J'ai reçu une lettre de M. de Keyserlingk, de l'Éphestion de Remusberg; vous avez, grand prince, ce qui manque à ceux qui sont ce que vous serez un jour, vous avez de vrais amis.

Je suis étonné de voir par la lettre de V. A. R., non datée, qu'elle n'a point reçu les quatre actes de la Mérope, accompagnés d'une assez longue lettre. Cependant il y a six semaines que M. Thieriot m'accusa la réception du paquet, et dut le mettre à la poste. Il y a eu quelquefois de petits dérangements arrivés au commerce dont vous m'honorez. Je compte envoyer bientôt à V. A. R. un exemplaire d'une édition plus correcte des Eléments de Newton. Il n'y a que vous au monde, monseigneur, qui puissiez allier tout cela avec la foule de vos occupations et de vos devoirs.

Madame du Châtelet ne cesse d'être pénétrée pour votre personne d'admiration ..... et de regrets. Vous m'avez donné un grand titre; je ne pourrai jamais le mériter, quoique mon cœur fasse tout ce qu'il faut pour cela. Un homme que le fameux chevalier Sidneya avait aimé ordonna qu'après sa mort on mît sur sa tombe, au lieu de son nom : Ci-gît l'ami de Sidney.
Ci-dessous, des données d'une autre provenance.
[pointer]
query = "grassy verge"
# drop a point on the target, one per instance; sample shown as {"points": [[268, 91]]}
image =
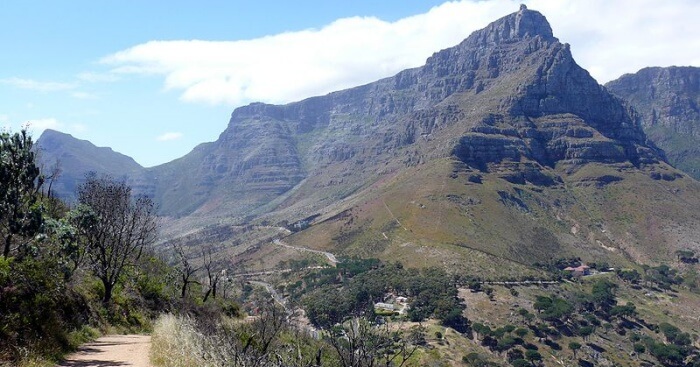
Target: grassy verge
{"points": [[176, 343]]}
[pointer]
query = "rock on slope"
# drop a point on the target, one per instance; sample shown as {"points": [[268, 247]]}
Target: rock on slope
{"points": [[668, 100], [499, 152]]}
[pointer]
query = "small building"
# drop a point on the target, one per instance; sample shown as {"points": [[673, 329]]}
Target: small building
{"points": [[384, 306], [579, 271]]}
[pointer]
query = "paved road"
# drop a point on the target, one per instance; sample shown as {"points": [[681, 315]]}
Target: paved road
{"points": [[112, 351], [328, 255]]}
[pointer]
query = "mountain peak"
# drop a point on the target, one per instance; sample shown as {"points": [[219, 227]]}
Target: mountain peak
{"points": [[516, 26]]}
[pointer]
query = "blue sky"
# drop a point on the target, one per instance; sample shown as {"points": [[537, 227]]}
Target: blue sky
{"points": [[152, 79]]}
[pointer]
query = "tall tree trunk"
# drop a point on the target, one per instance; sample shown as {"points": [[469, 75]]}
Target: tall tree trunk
{"points": [[8, 245], [108, 292]]}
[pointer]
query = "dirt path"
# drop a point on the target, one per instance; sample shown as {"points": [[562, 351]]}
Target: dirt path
{"points": [[112, 351]]}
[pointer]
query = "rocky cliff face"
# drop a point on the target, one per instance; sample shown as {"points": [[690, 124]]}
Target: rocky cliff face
{"points": [[501, 147], [75, 158], [668, 100], [509, 92]]}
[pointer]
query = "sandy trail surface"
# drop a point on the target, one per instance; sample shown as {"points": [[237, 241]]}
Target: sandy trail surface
{"points": [[112, 351]]}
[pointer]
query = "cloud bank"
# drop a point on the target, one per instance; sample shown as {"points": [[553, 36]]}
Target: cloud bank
{"points": [[35, 85], [169, 136], [608, 38]]}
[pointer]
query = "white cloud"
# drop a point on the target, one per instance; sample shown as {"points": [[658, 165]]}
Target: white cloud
{"points": [[169, 136], [608, 38], [37, 126], [93, 77], [83, 95], [35, 85]]}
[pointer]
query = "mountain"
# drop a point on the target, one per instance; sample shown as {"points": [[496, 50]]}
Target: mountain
{"points": [[496, 154], [668, 100], [75, 158]]}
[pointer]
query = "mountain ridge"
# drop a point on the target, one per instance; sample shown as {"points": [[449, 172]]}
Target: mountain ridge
{"points": [[501, 148], [667, 100]]}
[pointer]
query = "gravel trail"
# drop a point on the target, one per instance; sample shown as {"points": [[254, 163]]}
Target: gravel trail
{"points": [[112, 351]]}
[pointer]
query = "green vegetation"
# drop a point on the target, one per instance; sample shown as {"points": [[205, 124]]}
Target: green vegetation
{"points": [[56, 289]]}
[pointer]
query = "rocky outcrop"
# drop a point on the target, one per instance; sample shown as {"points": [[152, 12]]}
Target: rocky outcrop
{"points": [[668, 100], [509, 99], [74, 158]]}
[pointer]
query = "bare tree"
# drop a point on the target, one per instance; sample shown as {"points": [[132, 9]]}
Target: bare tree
{"points": [[361, 344], [213, 270], [20, 182], [124, 226], [185, 268]]}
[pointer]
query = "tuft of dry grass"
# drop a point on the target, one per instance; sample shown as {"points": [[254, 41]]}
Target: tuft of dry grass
{"points": [[177, 343]]}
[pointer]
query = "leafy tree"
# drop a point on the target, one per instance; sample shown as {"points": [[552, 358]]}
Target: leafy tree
{"points": [[185, 268], [521, 332], [574, 346], [20, 182], [533, 356], [124, 227], [360, 344], [625, 311]]}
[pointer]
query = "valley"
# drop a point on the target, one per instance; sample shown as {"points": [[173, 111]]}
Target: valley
{"points": [[493, 207]]}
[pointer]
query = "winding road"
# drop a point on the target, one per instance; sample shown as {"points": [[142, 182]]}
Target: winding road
{"points": [[112, 351], [328, 255]]}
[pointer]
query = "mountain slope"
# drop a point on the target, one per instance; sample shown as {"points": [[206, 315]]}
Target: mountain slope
{"points": [[498, 153], [75, 158], [668, 100]]}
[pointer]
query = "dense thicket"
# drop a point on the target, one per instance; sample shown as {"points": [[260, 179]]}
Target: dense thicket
{"points": [[58, 263]]}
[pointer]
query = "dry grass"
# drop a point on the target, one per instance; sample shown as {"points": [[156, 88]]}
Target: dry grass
{"points": [[176, 343]]}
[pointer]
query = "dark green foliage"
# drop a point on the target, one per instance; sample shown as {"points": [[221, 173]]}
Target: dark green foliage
{"points": [[20, 182], [553, 309], [627, 310], [629, 275], [329, 298], [44, 294], [662, 276], [574, 346], [515, 354], [124, 227], [533, 355], [674, 334]]}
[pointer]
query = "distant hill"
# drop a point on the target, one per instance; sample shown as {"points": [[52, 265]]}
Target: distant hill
{"points": [[668, 100], [496, 154], [75, 158]]}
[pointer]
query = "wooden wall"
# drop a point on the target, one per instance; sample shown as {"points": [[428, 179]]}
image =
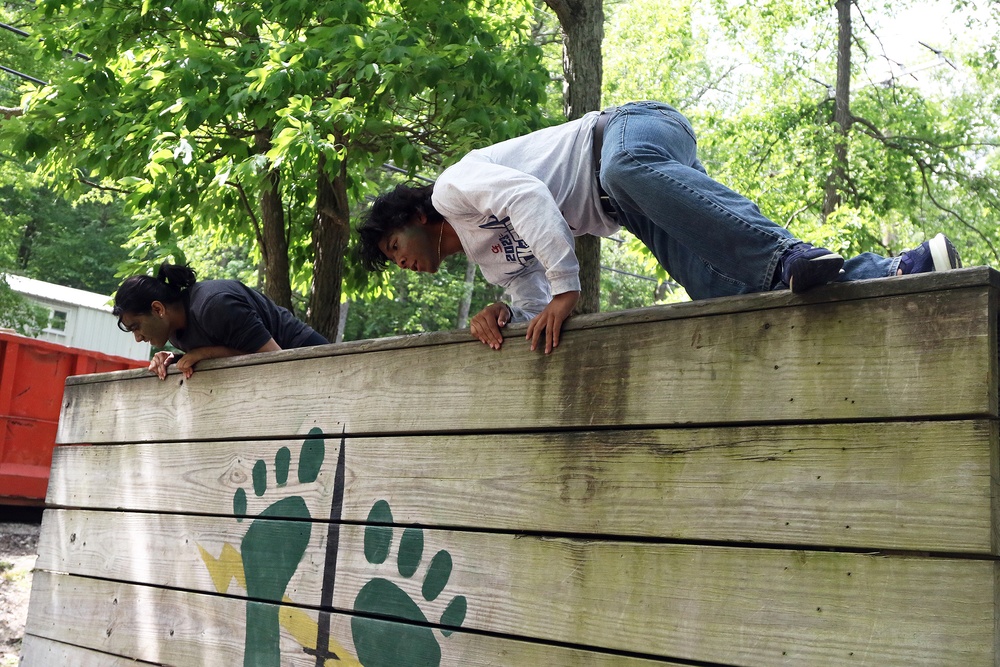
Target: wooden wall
{"points": [[766, 480]]}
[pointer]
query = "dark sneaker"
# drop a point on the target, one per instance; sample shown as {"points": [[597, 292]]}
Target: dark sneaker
{"points": [[804, 266], [938, 254]]}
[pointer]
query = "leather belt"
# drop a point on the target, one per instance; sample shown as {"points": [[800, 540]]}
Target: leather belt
{"points": [[602, 122]]}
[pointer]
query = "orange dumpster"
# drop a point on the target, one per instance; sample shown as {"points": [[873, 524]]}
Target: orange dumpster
{"points": [[32, 377]]}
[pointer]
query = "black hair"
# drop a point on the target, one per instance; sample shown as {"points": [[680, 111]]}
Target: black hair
{"points": [[390, 211], [136, 294]]}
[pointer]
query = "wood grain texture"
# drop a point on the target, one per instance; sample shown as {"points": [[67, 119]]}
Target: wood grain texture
{"points": [[41, 652], [725, 605], [171, 627], [979, 276], [922, 486], [855, 360]]}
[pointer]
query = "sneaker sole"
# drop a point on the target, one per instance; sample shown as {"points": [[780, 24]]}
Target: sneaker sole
{"points": [[817, 271], [945, 258]]}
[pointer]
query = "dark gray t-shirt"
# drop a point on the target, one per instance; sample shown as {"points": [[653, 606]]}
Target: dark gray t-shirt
{"points": [[227, 312]]}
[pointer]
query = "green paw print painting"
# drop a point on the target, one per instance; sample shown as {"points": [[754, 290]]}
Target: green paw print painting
{"points": [[272, 550], [383, 644]]}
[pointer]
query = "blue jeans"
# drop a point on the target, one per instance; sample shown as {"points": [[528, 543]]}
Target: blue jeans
{"points": [[710, 239]]}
Ma tombe ne pourra jamais avoir un tel honneur : il n'y a pas moyen de se dire l'ami de ....

Je suis avec la plus profonde vénération et le dévouement tendre que vous daignez permettre, etc.


a La Figure de la terre. Paris, 1738. Voyez la lettre de Frédéric à Maupertuis, du 20 juin de la même année, t. XVII, p. 373.

a Algernon Sidney, ardent républicain, fut décapité à Londres, en 1683, à cause de ses Discourses concerning government.